Trump, similarly, regularly subcontracts his labor for the various projects that he actually has more of a stake in than just his name. In one of his more now-notorious properties, Mar-a-Largo, Trump decided not to hire 94 percent of American job applicants, while instead pursuing more than 500 visas for foreign workers. Additionally, an investigation by USA Today revealed numerous instances of lawsuits against Trump for not paying contractors, or violating the Fair Labor Standards Act. For example, in 1990, during construction of theTrump Taj Mahal Casino in Atlantic City, Trump failed to pay at least 253 subcontractors in full or on time.

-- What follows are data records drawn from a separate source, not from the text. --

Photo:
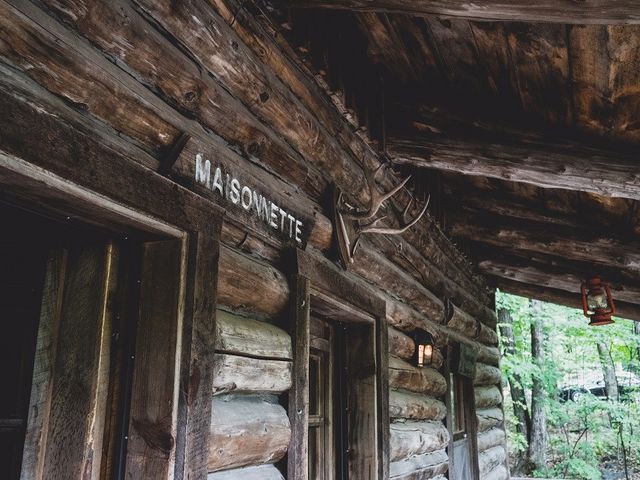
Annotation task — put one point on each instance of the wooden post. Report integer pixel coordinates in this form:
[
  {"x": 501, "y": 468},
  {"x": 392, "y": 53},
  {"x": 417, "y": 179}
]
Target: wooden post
[
  {"x": 382, "y": 391},
  {"x": 199, "y": 339},
  {"x": 298, "y": 457}
]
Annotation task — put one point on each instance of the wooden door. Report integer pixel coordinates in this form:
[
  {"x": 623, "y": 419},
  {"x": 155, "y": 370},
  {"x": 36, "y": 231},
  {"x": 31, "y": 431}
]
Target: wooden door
[{"x": 322, "y": 409}]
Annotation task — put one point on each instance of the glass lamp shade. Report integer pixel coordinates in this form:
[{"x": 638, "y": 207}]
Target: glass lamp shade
[{"x": 597, "y": 302}]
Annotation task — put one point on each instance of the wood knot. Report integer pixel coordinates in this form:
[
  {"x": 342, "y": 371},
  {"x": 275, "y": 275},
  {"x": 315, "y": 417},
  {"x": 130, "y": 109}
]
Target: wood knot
[{"x": 154, "y": 435}]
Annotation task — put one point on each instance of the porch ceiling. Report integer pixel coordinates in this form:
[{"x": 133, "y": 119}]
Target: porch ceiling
[{"x": 530, "y": 114}]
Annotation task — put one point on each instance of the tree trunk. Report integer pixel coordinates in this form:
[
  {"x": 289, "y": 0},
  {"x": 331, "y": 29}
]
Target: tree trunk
[
  {"x": 608, "y": 371},
  {"x": 538, "y": 434},
  {"x": 520, "y": 409}
]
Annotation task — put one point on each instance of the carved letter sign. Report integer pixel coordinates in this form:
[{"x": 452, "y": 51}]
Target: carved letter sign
[{"x": 241, "y": 187}]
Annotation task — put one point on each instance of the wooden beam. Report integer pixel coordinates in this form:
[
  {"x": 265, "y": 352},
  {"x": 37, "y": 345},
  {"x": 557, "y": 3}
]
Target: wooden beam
[
  {"x": 630, "y": 311},
  {"x": 544, "y": 164},
  {"x": 553, "y": 277},
  {"x": 548, "y": 11},
  {"x": 559, "y": 242}
]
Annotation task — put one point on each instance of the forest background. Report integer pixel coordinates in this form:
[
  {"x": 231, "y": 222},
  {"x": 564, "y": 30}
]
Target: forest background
[{"x": 548, "y": 349}]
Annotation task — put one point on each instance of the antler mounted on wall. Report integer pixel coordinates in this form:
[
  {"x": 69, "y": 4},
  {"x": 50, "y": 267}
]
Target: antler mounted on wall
[{"x": 351, "y": 223}]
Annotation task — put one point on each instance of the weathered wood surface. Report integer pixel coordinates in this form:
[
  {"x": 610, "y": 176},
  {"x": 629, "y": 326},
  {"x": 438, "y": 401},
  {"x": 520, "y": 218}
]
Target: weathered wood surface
[
  {"x": 491, "y": 438},
  {"x": 558, "y": 277},
  {"x": 427, "y": 381},
  {"x": 421, "y": 466},
  {"x": 233, "y": 373},
  {"x": 198, "y": 356},
  {"x": 299, "y": 326},
  {"x": 561, "y": 297},
  {"x": 240, "y": 275},
  {"x": 487, "y": 375},
  {"x": 416, "y": 438},
  {"x": 489, "y": 396},
  {"x": 72, "y": 437},
  {"x": 107, "y": 71},
  {"x": 247, "y": 431},
  {"x": 560, "y": 11},
  {"x": 557, "y": 241},
  {"x": 245, "y": 336},
  {"x": 153, "y": 419},
  {"x": 489, "y": 418},
  {"x": 489, "y": 355},
  {"x": 469, "y": 326},
  {"x": 413, "y": 406},
  {"x": 498, "y": 473},
  {"x": 262, "y": 472},
  {"x": 609, "y": 174},
  {"x": 401, "y": 345},
  {"x": 250, "y": 286},
  {"x": 490, "y": 459},
  {"x": 417, "y": 264},
  {"x": 286, "y": 64},
  {"x": 43, "y": 368}
]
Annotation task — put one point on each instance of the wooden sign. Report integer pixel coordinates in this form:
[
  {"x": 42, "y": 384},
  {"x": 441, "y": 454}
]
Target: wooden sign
[
  {"x": 467, "y": 361},
  {"x": 252, "y": 196}
]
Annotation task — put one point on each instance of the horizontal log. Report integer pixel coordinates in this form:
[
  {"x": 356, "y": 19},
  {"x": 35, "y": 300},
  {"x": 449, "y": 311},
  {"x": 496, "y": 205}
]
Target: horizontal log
[
  {"x": 233, "y": 373},
  {"x": 459, "y": 320},
  {"x": 405, "y": 376},
  {"x": 498, "y": 473},
  {"x": 247, "y": 431},
  {"x": 420, "y": 466},
  {"x": 491, "y": 438},
  {"x": 416, "y": 438},
  {"x": 557, "y": 241},
  {"x": 413, "y": 406},
  {"x": 406, "y": 318},
  {"x": 418, "y": 264},
  {"x": 490, "y": 459},
  {"x": 262, "y": 472},
  {"x": 486, "y": 397},
  {"x": 387, "y": 276},
  {"x": 401, "y": 345},
  {"x": 487, "y": 375},
  {"x": 247, "y": 285},
  {"x": 246, "y": 336},
  {"x": 610, "y": 174},
  {"x": 600, "y": 12},
  {"x": 557, "y": 277},
  {"x": 489, "y": 355},
  {"x": 489, "y": 418},
  {"x": 240, "y": 276},
  {"x": 560, "y": 297},
  {"x": 287, "y": 66}
]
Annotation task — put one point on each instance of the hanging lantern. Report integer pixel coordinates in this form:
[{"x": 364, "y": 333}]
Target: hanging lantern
[
  {"x": 424, "y": 348},
  {"x": 597, "y": 302}
]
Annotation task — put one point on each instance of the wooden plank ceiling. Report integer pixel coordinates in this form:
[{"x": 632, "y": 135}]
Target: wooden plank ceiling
[{"x": 533, "y": 129}]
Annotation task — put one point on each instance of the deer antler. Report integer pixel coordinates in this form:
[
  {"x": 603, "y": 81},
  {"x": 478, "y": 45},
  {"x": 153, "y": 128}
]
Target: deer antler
[
  {"x": 404, "y": 226},
  {"x": 377, "y": 198}
]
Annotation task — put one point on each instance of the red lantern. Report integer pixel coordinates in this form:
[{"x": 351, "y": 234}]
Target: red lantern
[{"x": 597, "y": 302}]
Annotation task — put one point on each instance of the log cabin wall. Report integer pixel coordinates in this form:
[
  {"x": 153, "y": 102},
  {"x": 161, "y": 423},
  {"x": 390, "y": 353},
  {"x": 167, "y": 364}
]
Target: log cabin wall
[{"x": 156, "y": 74}]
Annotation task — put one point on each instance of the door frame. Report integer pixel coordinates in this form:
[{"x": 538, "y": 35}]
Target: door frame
[
  {"x": 314, "y": 279},
  {"x": 107, "y": 188}
]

Finally, both cartels and Trump have incorporated populist sentiments into their business models. For Trump, we see it most starkly in his current presidential campaign. He has seized on economic unrest and sporadic terrorism to push forward a message colored with racial implications, hinging on anti-immigrant and economic tirades. Similarly, the Sinoloa Cartel, according to Fast Company, “cultivates a populist image and claims to adamantly oppose kidnapping and the murder of innocent civilians. These beliefs govern organizational behavior—who they are, what they do, and what they won’t do. And theses credos are far more actionable and authentic than the “values” posters hung in corporate cafeterias.” One of the biggest draws for Trump this cycle has been his “authenticity.” People appreciate his calloused rebuttal of “PC culture” and are thrilled by him “speaking his mind.” However, in my mind, these are two business brands that while claiming authenticity, fall far short.

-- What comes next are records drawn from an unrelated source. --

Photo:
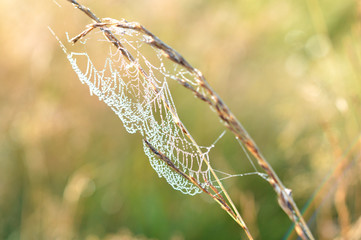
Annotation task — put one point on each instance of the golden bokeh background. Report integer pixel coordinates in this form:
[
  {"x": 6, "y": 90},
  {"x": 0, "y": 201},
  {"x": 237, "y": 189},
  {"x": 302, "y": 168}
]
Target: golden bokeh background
[{"x": 289, "y": 70}]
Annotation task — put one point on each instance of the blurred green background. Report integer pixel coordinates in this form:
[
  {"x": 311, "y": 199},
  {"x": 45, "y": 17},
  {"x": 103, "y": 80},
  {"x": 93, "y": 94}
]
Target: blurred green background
[{"x": 289, "y": 70}]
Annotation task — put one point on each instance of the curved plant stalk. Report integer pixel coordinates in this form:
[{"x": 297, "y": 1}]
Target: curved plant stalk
[{"x": 209, "y": 96}]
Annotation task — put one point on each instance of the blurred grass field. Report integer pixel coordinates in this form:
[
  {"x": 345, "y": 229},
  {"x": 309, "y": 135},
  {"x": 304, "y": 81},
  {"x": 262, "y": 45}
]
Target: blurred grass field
[{"x": 289, "y": 70}]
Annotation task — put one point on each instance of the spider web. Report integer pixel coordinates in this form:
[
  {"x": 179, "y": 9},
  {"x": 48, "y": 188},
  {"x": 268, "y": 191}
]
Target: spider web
[{"x": 138, "y": 93}]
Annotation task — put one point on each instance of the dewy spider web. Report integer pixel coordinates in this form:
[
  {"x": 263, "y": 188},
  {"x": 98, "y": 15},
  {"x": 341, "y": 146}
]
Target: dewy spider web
[
  {"x": 130, "y": 93},
  {"x": 138, "y": 93}
]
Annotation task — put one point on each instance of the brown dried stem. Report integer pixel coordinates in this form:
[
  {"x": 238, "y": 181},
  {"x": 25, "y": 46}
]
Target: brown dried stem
[{"x": 285, "y": 199}]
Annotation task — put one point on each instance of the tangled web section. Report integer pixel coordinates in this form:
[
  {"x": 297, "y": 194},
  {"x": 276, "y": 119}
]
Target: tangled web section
[{"x": 138, "y": 92}]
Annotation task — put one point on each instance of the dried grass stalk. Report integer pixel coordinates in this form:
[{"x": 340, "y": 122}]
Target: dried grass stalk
[{"x": 209, "y": 96}]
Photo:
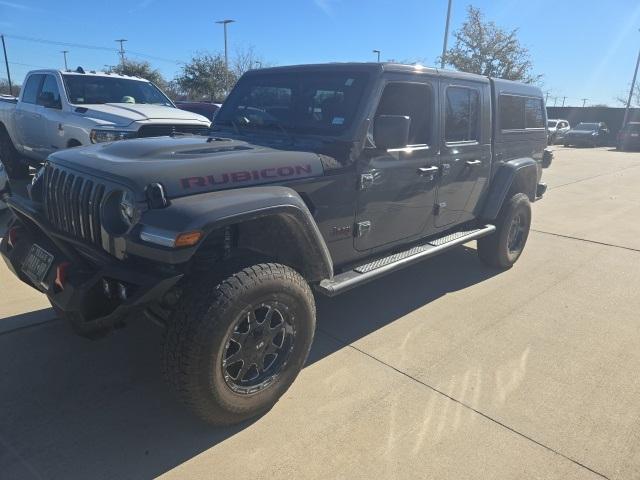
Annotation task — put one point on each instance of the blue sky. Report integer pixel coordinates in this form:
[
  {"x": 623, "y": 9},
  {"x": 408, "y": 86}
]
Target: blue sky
[{"x": 584, "y": 48}]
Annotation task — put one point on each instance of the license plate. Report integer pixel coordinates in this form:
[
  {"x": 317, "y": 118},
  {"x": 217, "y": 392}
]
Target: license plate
[{"x": 37, "y": 263}]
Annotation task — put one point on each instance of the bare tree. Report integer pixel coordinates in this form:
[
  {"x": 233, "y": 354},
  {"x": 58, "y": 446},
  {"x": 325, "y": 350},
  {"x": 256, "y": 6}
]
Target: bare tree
[
  {"x": 482, "y": 47},
  {"x": 206, "y": 77}
]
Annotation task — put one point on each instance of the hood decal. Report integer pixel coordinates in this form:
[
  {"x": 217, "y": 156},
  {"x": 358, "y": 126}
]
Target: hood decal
[{"x": 243, "y": 176}]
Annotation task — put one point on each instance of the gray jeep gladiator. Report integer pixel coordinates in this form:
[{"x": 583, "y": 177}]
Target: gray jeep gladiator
[{"x": 313, "y": 177}]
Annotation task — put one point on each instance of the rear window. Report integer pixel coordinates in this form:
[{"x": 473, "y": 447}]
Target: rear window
[{"x": 518, "y": 113}]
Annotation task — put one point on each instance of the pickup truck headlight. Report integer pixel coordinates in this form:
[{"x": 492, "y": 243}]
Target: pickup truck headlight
[{"x": 99, "y": 136}]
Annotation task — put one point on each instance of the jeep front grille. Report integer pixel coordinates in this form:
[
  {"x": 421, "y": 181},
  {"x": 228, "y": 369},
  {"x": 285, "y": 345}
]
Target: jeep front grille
[
  {"x": 72, "y": 204},
  {"x": 164, "y": 130}
]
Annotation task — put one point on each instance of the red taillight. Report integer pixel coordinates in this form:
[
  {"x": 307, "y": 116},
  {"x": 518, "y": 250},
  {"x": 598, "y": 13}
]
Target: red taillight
[
  {"x": 61, "y": 274},
  {"x": 13, "y": 235}
]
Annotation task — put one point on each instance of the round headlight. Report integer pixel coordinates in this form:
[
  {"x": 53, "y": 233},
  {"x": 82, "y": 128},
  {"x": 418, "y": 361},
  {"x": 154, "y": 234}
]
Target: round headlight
[{"x": 119, "y": 212}]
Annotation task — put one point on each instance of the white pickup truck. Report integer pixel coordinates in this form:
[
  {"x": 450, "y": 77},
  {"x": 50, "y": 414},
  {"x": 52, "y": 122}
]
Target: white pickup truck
[{"x": 63, "y": 109}]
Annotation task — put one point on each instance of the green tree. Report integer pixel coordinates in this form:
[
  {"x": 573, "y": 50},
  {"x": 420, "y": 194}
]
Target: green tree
[
  {"x": 205, "y": 77},
  {"x": 484, "y": 48},
  {"x": 139, "y": 69}
]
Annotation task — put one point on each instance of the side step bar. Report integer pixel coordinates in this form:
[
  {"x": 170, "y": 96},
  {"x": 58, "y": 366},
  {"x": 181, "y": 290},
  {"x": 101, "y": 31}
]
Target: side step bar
[{"x": 377, "y": 268}]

While the end results of these parallel practices might reap different results, it’s worth pointing out that Trump shares the same practices of those he claims to despise most. Following initial escape of the Mexican drug lord El Chapo, Trump had some Twitter thoughts. He wrote: “El Chapo and the Mexican drug cartels use the border unimpeded like it was a vacuum cleaner, sucking drugs and death right into the U.S…likewise, billions of dollars gets brought into Mexico through the border. We get the killers, drugs & crime, they get the money!”
He didn’t realize it, but with those words, Trump was also describing his own business. I’m guessing the irony escaped him.